Males with classic CAH generally have no signs of CAH at birth. Some may present with hyperpigmentation and possible penile enlargement. Age of diagnosis of males with CAH varies and depends on the severity of aldosterone deficiency. Boys with salt-wasting disease present early with symptoms of hyponatremia and hypovolemia. Boys with non-salt-wasting disease present later with signs of virilization.
In classic 21-hydroxylase deficiency, laboratory studies will show very high concentrations of 17-hydroxyprogesterone (greater than 242 nmol/L in random blood sample; with the normal being less than 3 nmol/L at 3 days age in a full-term infant). Salt-wasting patients tend to have higher 17-hydroxyprogesterone levels than non-salt-wasting patients.
False positive results from neonatal screening for CAH may be seen in premature infants. Many screening programs have specific reference ranges depending of weight and gestational age.
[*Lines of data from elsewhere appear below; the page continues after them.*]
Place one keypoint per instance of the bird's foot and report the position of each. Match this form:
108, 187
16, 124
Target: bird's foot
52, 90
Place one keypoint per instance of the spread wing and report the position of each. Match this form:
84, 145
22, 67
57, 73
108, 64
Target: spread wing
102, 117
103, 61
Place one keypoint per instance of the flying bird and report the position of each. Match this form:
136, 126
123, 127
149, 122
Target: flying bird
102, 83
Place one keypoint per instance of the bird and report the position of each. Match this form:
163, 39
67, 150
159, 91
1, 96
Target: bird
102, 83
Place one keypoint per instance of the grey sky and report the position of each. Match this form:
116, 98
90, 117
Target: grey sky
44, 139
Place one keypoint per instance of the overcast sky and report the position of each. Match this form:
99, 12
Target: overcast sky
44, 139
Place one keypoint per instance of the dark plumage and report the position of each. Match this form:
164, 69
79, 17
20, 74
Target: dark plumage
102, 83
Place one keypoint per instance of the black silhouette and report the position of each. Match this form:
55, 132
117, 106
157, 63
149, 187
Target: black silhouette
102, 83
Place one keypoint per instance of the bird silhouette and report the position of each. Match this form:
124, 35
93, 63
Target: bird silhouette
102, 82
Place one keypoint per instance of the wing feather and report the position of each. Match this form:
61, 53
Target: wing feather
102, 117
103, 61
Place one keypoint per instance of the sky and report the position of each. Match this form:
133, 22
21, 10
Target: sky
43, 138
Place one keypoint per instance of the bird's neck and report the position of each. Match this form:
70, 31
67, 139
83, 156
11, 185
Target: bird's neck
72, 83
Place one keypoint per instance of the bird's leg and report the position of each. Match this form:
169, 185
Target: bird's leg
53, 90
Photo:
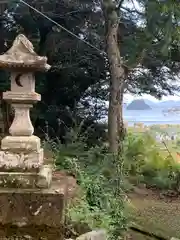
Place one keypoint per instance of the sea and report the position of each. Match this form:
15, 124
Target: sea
150, 117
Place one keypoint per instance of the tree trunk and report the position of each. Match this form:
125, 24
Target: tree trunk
115, 119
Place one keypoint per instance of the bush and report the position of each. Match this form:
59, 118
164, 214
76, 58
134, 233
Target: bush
146, 163
102, 203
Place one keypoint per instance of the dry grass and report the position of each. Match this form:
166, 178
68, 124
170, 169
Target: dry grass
157, 216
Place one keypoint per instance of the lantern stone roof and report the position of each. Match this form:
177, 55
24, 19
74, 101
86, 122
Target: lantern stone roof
22, 57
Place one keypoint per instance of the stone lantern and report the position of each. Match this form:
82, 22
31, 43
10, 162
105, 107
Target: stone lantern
21, 158
31, 197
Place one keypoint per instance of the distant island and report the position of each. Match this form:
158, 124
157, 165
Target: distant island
138, 104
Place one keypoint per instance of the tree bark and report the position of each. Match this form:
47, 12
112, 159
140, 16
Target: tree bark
115, 118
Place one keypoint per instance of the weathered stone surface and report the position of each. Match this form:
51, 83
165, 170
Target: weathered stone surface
44, 177
22, 162
26, 97
22, 56
36, 214
21, 143
93, 235
24, 207
25, 180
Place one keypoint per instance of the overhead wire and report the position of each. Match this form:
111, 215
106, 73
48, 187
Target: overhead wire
60, 26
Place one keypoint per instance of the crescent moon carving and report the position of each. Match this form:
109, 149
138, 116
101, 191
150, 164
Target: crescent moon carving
17, 79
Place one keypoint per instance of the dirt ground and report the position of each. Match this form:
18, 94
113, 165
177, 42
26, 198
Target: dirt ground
154, 212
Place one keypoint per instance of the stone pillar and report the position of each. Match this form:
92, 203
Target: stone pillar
29, 195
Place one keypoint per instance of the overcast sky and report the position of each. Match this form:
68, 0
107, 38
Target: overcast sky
129, 97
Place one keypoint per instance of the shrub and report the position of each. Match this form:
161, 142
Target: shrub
102, 203
145, 161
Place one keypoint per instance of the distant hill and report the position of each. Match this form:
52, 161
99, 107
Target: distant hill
168, 104
138, 104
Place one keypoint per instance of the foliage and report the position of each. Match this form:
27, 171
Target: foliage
146, 162
80, 73
101, 202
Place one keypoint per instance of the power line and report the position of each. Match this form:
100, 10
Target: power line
59, 25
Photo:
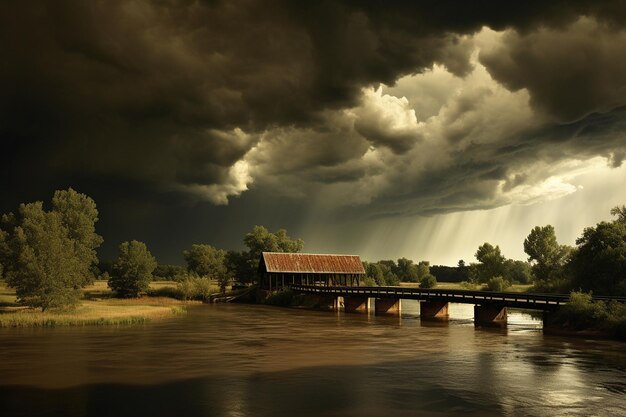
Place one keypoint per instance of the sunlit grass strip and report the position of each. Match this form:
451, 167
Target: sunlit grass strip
90, 314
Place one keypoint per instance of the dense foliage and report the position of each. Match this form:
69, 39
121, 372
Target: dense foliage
582, 313
132, 270
47, 256
209, 262
244, 265
599, 263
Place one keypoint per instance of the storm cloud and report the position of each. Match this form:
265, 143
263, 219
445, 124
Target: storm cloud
372, 108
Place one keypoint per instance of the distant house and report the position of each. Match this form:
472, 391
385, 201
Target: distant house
280, 269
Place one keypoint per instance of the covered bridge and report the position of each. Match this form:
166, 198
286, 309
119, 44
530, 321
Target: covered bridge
280, 269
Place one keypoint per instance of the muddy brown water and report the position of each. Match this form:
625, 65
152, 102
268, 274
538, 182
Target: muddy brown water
256, 361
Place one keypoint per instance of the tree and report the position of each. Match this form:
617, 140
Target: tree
48, 255
407, 270
620, 212
428, 281
207, 261
548, 258
260, 240
518, 271
79, 215
132, 270
168, 272
491, 262
375, 272
599, 263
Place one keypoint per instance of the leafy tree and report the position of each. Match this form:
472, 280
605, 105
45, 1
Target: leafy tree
262, 240
375, 272
132, 270
518, 271
620, 212
48, 255
428, 281
548, 258
423, 270
259, 240
497, 284
599, 264
206, 261
407, 270
79, 215
390, 277
491, 262
168, 272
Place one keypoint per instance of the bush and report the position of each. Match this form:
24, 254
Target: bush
195, 288
369, 282
170, 292
582, 313
497, 284
428, 281
132, 271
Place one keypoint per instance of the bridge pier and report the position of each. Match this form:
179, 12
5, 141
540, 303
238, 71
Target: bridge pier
391, 306
322, 302
356, 304
434, 310
489, 315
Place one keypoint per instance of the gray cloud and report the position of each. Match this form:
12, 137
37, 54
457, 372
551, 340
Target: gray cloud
570, 73
209, 98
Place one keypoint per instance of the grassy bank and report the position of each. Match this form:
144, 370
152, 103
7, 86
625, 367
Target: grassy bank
98, 308
581, 315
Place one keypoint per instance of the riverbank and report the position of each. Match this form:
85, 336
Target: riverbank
97, 308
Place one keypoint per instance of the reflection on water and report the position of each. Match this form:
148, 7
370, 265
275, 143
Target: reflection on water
239, 360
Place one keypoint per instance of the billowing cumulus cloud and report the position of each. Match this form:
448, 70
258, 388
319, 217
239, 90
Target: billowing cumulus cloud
375, 108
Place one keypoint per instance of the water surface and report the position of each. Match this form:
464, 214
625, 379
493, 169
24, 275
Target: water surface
241, 360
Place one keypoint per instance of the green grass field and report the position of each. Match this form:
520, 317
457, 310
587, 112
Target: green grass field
98, 308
In borderline cases concerning for CAH, a corticotropin stimulation test may be performed.
Genetic analysis can be helpful to confirm a diagnosis of CAH but it is not necessary if classic clinical and laboratory findings are present.
Cortisol is an adrenal steroid hormone that is required for normal endocrine function. Production begins in the second month of fetal life. Poor cortisol production is a hallmark of most forms of CAH. Inefficient cortisol production results in rising levels of ACTH, because cortisol feeds back to inhibit ACTH production, so loss of cortisol results in increased ACTH. This increased ACTH stimulation induces overgrowth (hyperplasia) and overactivity of the steroid-producing cells of the adrenal cortex. The defects causing adrenal hyperplasia are congenital (i.e. present at birth).
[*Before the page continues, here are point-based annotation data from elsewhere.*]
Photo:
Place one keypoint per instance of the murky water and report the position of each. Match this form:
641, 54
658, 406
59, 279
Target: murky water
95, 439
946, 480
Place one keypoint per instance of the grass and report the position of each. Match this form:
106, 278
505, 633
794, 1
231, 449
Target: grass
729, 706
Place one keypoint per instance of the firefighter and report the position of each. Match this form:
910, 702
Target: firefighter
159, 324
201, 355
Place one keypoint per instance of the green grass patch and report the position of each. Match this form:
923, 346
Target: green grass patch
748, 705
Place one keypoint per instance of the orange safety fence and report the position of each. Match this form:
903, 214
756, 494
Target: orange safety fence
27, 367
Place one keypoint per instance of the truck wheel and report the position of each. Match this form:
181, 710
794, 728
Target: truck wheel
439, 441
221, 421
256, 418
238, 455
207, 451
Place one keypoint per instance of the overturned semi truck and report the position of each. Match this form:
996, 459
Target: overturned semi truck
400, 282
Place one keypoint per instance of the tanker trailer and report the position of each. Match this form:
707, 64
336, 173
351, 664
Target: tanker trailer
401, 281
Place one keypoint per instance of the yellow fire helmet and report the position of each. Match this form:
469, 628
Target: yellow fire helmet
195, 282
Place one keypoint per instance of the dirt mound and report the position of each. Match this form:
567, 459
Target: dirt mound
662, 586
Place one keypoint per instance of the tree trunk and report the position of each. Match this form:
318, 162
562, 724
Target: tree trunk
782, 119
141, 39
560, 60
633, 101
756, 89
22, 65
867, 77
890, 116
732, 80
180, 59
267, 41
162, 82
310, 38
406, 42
Cortisol deficiency in CAH is usually partial, and not the most serious problem for an affected person. Synthesis of cortisol shares steps with synthesis of mineralocorticoids such as aldosterone, androgens such as testosterone, and estrogens such as estradiol. The resulting excessive or deficient production of these three classes of hormones produce the most important problems for people with CAH. Specific enzyme inefficiencies are associated with characteristic patterns of over- or underproduction of mineralocorticoids or sex steroids.
For all patients with primary or secondary adrenal hypofunction, corticosteroid replacement, usually with cortisone or hydrocortisone (both of which also have a mineralocorticoid effect), is the primary treatment and must continue throughout life. Adrenal hypofunction may also necessitate treatment with I.V. desoxycorticosterone, a pure mineralocorticoid, or oral fludrocortisone, a synthetic mineralocorticoid; both prevent dangerous dehydration and hypotension. Adrenal crisis requires prompt I.V. bolus administration of hydrocortisone. Later, doses are given I.M. or are diluted with dextrose in saline solution and given I.V. until the patient’s condition stabilizes. With proper treatment, adrenal crisis usually subsides quickly; the patient’s blood pressure should stabilize, and water and sodium levels should return to normal. After the crisis, maintenance doses of hydrocortisone preserve physiologic stability.